St George Mining sichert sich frisches Kapital für das Araxá-Projekt in Brasilien. Ganze 60 Millionen Australische Dollar fließen in die Kassen. Die Börse reagiert prompt mit einem Kursrutsch. Am Freitag fiel das Papier um gut neun Prozent auf exakt 0,10 Dollar.
Frisches Geld für Araxá
Der Bergbaukonzern platziert 600 Millionen neue Aktien zu je 0,10 Dollar. Das drückt den Kurs exakt auf dieses Niveau. Großaktionär Hancock Prospecting stützt die Finanzierungsrunde und investiert 20 Millionen Dollar.

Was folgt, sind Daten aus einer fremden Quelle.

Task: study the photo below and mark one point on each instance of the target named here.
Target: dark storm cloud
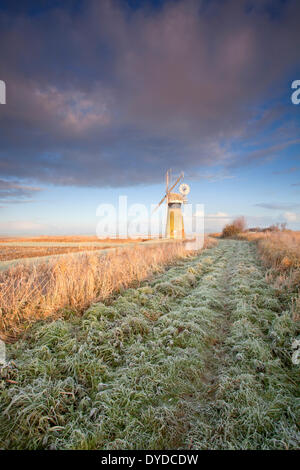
(113, 96)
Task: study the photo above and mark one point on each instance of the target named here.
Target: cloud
(112, 96)
(291, 217)
(15, 192)
(23, 227)
(277, 206)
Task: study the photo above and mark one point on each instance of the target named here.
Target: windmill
(175, 226)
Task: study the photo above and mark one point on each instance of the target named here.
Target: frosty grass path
(197, 358)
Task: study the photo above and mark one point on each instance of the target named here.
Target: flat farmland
(28, 248)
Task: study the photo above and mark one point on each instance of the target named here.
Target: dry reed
(71, 283)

Damit hält Hancock künftig gut zehn Prozent der Anteile. Die erste Finanzierungstranche schließt am 24. Juni. Für den Restbetrag braucht das Management am 10. Juli noch die Zustimmung der Aktionäre.
Niob und Seltene Erden
Das frische Kapital fließt direkt in die Projektentwicklung. Jüngste Labortests in Brasilien bestätigen das Potenzial. St George kann Niob und Seltene Erden in einem kombinierten Verfahren abbauen.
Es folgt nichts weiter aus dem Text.